There are plenty examples of poor journalism, but I personally feel more
encouraged that there is decent investigative and brave journalism going on
after this week.

------
kunai
PRISM and the Verizon scandal are two completely different fiascoes. PRISM was
a supposed program that archived and collected data of American citizens in a
widespread data mining project. The Verizon scandal was one where Verizon
agreed to the NSA allowing tapping of phones in specific areas.

Both are equally suspicious and egregious in their own rights. What is
important is the investigation of both of these programs and the final
conclusion. Until that conclusion is met, I think it's best for everybody to
shut up and get on with their lives.

It was bad, and I, like many others, was angry. But now is the time to wait,
and be careful about which services we decide to use.

------
brown9-2
As long as we are talking about jumping to conclusions, the author does the
same thing here:

 _Declan McCullagh of CNET examined the Washington Post story independently
and concluded that the Post story was wrong._

The Cnet "analysis" depends on the credibility of their unnamed source. The
reader is left to decide whose source sounds more believable, Cnet's or the
WaPo's, and which version of the story they find likely.

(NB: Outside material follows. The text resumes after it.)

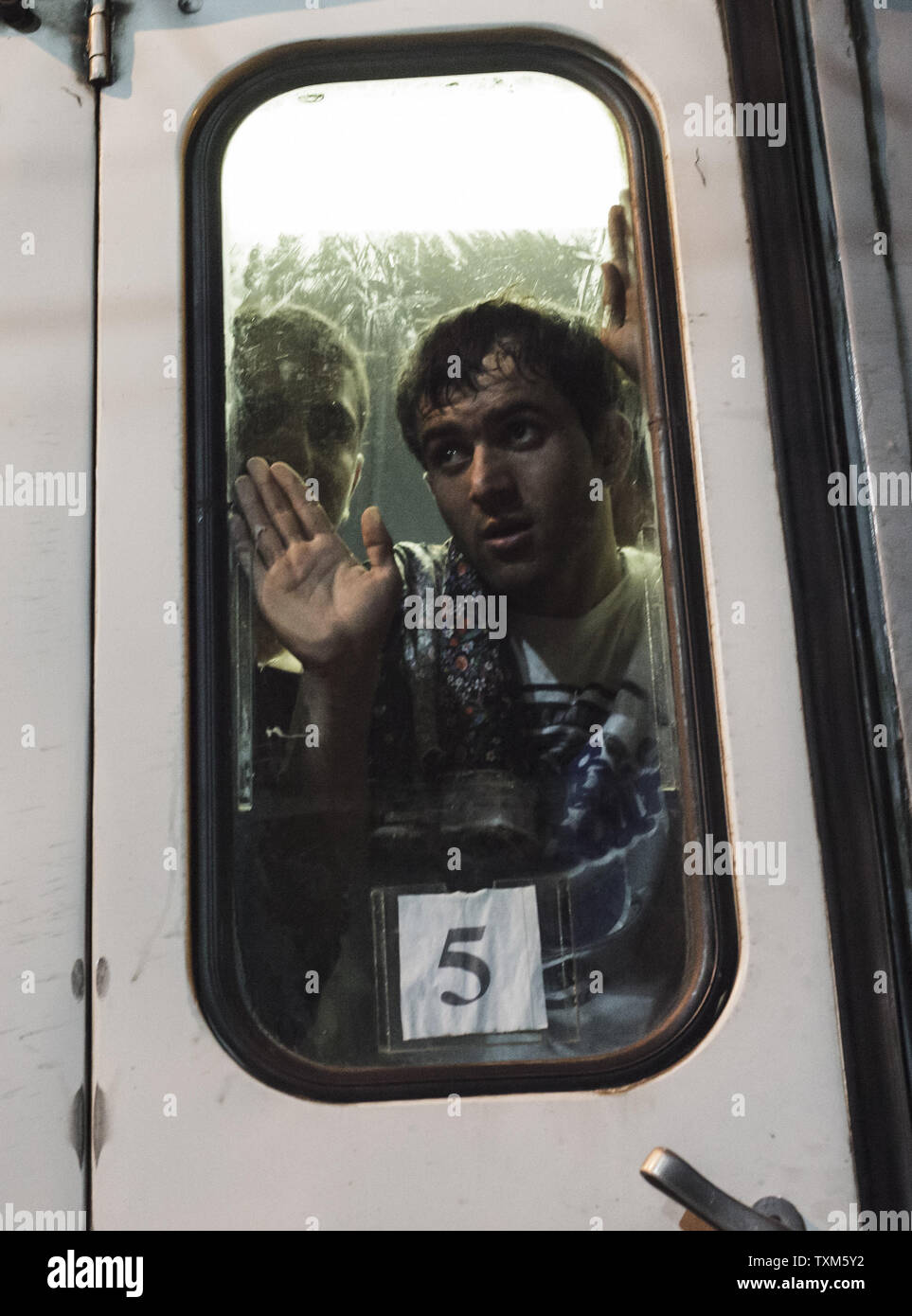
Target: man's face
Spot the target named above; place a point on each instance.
(510, 468)
(318, 438)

The problem inherent to secrecy (which isn't an argument for abolishing it) is
that the public is left to draw conclusions from partial facts and an
unverifiable amount of misdirection.

------
jdp23
Talk about click-baiting ...

Based on what we know so far, the stories have at a minimum gotten significant
press coverage about the volume of FISA requests and (per the NY Times and
Marc Ambinder) the cooperation of many US tech companies (though not Twitter)
in building a streamlined approach to surveillance of nonUS persons. With
public discussion, it ay be harder to invoke the state secrets clause. And
we're not done yet. "Collapse" seems a litte overstated.

------
teeja
None of this was news since William Binney,
[https://en.wikipedia.org/wiki/William_Binney_%28U.S._intelli...](https://en.wikipedia.org/wiki/William_Binney_%28U.S._intelligence_official%29)
who estimated "that the NSA (particularly through the Stellar Wind project)
had intercepted 20 trillion communications 'transactions' of Americans (such
as phone calls, emails, and other forms of data but not including financial
data)" in the years following the 2005 James Riser NYTimes story.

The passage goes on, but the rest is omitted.